無論莊內莊外,眾人都是臉色大變,滿麵驚懼之色。
老煤頭抬起頭來,緩步走到門邊,道:“你們怎麼還不走,都不怕死麼?”語氣緩慢,似乎一個鄉下老農在同自己的兒孫說話一般。
眾湖廣弟子方才死傷近半,都不減勇氣,仍然奮勇攻莊,這會兒見藍法司死狀極慘,心頭大懼,看著眼前顫顫巍巍,幾乎行將就木的老頭,心裏的怯意大作,就想拔足而奔。隻是沒人領頭,誰也不敢先逃走。
老煤頭歎了口氣,緩緩拔出劍來,問道:“真的不走?真的都要一個個讓我殺死?”
眾人麵麵相覷,都看到對方眼中的畏縮之意,隻是礙於情理,誰也不願轉頭而奔。大家都是一般心思,隻盼有一個膽小的先逃,自己就能順理成章的跟著逃走。湖廣弟子硬著頭皮站著不動,餘光觀察之下,卻是誰不不肯丟下麵子先走,心中都是大急。
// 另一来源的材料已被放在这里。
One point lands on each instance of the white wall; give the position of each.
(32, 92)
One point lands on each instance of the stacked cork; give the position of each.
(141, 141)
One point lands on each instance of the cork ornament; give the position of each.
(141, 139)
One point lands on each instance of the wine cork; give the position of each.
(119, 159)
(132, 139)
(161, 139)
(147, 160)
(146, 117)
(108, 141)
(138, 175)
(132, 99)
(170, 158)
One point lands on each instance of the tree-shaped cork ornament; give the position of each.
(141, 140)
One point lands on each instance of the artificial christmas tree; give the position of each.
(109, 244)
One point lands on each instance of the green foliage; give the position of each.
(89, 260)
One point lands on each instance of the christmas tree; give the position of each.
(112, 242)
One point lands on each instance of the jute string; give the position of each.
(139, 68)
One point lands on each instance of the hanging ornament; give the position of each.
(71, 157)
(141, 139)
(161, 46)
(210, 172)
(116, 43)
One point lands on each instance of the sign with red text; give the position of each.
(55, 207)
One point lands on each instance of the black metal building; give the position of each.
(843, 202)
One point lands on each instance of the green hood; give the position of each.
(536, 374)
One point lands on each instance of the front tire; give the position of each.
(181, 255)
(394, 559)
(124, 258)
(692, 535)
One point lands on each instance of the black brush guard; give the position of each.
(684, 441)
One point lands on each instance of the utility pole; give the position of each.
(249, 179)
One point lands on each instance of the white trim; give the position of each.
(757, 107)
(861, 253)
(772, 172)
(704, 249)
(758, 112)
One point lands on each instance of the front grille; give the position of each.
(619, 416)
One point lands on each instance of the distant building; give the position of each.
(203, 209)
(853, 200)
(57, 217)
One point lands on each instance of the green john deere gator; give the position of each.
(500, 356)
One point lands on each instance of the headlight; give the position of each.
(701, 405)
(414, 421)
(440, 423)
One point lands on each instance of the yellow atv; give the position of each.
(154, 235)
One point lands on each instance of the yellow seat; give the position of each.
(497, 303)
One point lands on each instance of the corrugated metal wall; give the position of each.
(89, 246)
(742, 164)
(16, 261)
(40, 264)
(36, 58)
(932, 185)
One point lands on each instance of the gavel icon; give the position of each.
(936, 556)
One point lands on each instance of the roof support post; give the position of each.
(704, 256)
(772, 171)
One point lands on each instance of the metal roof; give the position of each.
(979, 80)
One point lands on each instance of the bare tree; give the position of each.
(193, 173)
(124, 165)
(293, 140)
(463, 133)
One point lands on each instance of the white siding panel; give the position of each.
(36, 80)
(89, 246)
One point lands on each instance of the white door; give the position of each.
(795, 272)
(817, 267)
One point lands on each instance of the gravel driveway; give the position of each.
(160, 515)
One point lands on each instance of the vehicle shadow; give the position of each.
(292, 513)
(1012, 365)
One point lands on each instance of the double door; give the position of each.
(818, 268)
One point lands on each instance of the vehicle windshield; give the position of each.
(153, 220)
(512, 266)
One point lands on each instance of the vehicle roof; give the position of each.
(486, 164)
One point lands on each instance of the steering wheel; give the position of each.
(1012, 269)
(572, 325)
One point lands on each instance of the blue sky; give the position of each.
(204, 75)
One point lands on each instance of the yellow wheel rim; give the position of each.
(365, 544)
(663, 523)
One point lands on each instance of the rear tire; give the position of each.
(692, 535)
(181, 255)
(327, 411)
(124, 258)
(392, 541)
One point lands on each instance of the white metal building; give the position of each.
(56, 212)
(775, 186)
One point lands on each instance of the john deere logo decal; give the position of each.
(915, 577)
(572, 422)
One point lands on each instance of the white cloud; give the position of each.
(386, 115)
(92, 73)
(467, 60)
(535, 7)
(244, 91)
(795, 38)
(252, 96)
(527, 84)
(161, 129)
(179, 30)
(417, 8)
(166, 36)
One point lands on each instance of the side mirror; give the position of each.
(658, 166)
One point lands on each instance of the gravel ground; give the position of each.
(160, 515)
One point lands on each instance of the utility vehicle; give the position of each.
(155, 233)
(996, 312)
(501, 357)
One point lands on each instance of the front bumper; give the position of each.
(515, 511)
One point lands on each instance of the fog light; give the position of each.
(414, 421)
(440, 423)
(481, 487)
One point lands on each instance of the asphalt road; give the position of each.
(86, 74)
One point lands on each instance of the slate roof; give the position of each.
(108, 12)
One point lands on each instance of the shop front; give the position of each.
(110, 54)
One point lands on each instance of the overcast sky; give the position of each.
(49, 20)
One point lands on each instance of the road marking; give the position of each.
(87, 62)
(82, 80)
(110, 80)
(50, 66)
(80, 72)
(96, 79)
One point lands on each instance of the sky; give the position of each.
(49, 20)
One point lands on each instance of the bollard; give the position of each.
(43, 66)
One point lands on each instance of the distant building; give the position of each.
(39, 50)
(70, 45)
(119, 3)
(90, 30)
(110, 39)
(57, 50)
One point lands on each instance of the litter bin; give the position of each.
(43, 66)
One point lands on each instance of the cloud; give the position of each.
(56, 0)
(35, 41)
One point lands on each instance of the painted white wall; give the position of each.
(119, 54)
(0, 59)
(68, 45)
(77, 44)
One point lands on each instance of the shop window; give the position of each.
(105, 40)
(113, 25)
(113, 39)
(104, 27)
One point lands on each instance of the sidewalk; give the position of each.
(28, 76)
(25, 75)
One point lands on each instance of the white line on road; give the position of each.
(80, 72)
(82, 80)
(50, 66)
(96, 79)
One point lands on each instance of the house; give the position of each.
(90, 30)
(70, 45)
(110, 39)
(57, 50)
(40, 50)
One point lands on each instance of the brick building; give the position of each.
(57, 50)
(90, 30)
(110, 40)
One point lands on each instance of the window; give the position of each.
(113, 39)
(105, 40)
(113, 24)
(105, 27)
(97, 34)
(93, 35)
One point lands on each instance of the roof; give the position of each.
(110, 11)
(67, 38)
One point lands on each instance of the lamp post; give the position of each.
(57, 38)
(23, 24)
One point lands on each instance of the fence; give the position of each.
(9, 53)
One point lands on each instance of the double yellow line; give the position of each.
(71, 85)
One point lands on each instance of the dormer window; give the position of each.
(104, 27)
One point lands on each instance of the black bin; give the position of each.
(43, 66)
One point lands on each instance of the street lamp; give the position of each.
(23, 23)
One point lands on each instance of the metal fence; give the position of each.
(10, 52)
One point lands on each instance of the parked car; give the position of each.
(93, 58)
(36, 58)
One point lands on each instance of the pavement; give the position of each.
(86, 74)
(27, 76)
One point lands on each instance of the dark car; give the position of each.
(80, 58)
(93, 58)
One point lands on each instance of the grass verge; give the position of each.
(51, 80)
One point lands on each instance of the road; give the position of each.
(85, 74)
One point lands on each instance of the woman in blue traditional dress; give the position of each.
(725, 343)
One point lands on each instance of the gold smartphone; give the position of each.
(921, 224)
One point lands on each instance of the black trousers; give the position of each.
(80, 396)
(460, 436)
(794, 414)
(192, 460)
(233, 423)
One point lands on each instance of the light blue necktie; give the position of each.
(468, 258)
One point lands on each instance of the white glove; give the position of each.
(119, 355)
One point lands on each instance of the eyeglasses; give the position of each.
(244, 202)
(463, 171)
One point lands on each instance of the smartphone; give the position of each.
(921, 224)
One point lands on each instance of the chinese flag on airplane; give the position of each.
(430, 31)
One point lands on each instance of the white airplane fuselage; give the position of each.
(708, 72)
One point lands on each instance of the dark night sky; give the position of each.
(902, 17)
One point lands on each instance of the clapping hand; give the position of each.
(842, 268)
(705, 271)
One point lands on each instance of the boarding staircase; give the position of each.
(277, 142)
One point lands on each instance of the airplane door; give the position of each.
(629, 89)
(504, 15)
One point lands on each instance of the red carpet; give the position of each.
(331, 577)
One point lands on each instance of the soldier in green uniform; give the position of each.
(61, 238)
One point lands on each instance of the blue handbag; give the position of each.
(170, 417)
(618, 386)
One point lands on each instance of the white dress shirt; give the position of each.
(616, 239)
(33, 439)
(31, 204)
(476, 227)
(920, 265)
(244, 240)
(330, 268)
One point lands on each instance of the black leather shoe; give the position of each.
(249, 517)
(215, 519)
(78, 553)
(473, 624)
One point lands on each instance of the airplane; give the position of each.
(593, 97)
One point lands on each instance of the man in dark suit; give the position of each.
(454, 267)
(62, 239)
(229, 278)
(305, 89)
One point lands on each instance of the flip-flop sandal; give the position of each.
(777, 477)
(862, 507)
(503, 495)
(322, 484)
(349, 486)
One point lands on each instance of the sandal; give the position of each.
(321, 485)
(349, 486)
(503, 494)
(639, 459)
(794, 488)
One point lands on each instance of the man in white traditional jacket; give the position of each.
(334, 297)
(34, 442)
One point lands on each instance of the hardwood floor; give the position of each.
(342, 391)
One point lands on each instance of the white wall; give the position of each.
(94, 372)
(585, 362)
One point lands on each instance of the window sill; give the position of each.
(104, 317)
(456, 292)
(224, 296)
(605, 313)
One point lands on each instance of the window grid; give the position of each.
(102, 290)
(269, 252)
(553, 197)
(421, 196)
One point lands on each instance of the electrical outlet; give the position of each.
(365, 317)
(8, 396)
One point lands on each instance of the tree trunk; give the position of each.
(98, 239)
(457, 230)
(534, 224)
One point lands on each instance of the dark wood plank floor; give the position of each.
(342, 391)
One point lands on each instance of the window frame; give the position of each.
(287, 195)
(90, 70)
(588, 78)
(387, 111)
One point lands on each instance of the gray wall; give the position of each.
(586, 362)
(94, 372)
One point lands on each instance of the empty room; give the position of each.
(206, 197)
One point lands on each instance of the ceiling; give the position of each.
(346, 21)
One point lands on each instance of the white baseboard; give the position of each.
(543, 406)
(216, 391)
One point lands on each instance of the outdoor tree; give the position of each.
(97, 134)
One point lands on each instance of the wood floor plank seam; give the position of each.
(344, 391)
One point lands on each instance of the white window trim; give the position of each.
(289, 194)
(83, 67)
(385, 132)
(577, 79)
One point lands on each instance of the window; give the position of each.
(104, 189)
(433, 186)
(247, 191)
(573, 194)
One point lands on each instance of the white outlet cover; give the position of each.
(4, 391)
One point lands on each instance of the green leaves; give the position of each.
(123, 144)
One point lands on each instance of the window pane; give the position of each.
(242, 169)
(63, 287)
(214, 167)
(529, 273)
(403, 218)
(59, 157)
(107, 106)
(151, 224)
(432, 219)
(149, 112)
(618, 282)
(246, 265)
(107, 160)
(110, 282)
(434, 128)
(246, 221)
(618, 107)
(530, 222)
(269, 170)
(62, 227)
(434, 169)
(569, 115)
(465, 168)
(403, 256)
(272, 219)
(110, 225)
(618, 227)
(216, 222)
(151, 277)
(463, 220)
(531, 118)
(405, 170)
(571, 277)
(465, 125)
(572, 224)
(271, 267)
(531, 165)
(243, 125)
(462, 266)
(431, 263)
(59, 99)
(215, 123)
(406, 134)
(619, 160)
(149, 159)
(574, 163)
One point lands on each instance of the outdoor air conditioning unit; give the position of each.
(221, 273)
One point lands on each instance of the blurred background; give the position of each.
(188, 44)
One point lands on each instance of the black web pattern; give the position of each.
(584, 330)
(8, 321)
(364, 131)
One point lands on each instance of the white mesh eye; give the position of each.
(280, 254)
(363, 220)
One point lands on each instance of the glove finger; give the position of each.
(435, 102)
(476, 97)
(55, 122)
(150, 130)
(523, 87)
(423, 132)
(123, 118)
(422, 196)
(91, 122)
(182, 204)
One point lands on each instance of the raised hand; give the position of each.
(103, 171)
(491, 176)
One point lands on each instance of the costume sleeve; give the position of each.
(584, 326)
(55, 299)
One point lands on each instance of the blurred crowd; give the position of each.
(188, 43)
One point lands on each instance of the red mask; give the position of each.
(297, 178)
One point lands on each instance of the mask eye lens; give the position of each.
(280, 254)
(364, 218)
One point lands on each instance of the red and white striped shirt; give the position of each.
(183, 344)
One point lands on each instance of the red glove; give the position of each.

老煤頭哼了一聲,倏然身子彈出,鬼魅一般在眾弟子之間竄動,鏘的一聲拔出劍來,隻聽嚓嚓嚓嚓連響過後,老煤頭又穩穩地站在門口,鐵劍鮮血流線,滴在階前。
咚咚咚幾聲響,七八人已被腰斬,上半身栽倒在地。死狀慘烈。眾湖廣弟子這會兒都顧忌不得臉麵,轉身拔足便奔,頃刻間逃得幹幹淨淨。
老煤頭咳嗽了一聲,吐出一口濃痰,淡淡的罵了一句:“不聽話的龜兒子們。”
老煤頭緩緩走回來。眾人這會兒看他,都不敢生出輕視之心,數十道滿含敬畏的目光,射在他顫顫而行的佝僂身子上,心中都想:“他身法這般迅捷,這會兒走路姿態,想必是裝出來的。”
他還劍入鞘,朝雍和躬身行禮。
晁晨龍搖了搖頭,定了定神,出了一大口長氣。這老煤頭殺人手段,堪稱犀利毒辣,他就算再煉數十年,和這老頭一樣老了,武功都不一定能及得上這老頭的十分之一,歎了口氣,向馬夫道:“快去備馬。一會兒大軍殺到,可就麻煩了。”
雍和道:“我不騎馬,讓傷者騎馬,沒受傷的人,咱們都步行,奔跑跟上就好。”晁晨龍道:“那怎麼行?大軍轉眼便到,咱們隻有十來匹馬,保的尊主安全離去為是。”
雍和還要推脫,忽聽遠處蹄聲大作,由遠及近,頃刻便到莊門口。眾人大驚,晁晨龍道:“哎呦!左良玉這會兒就已經來了!”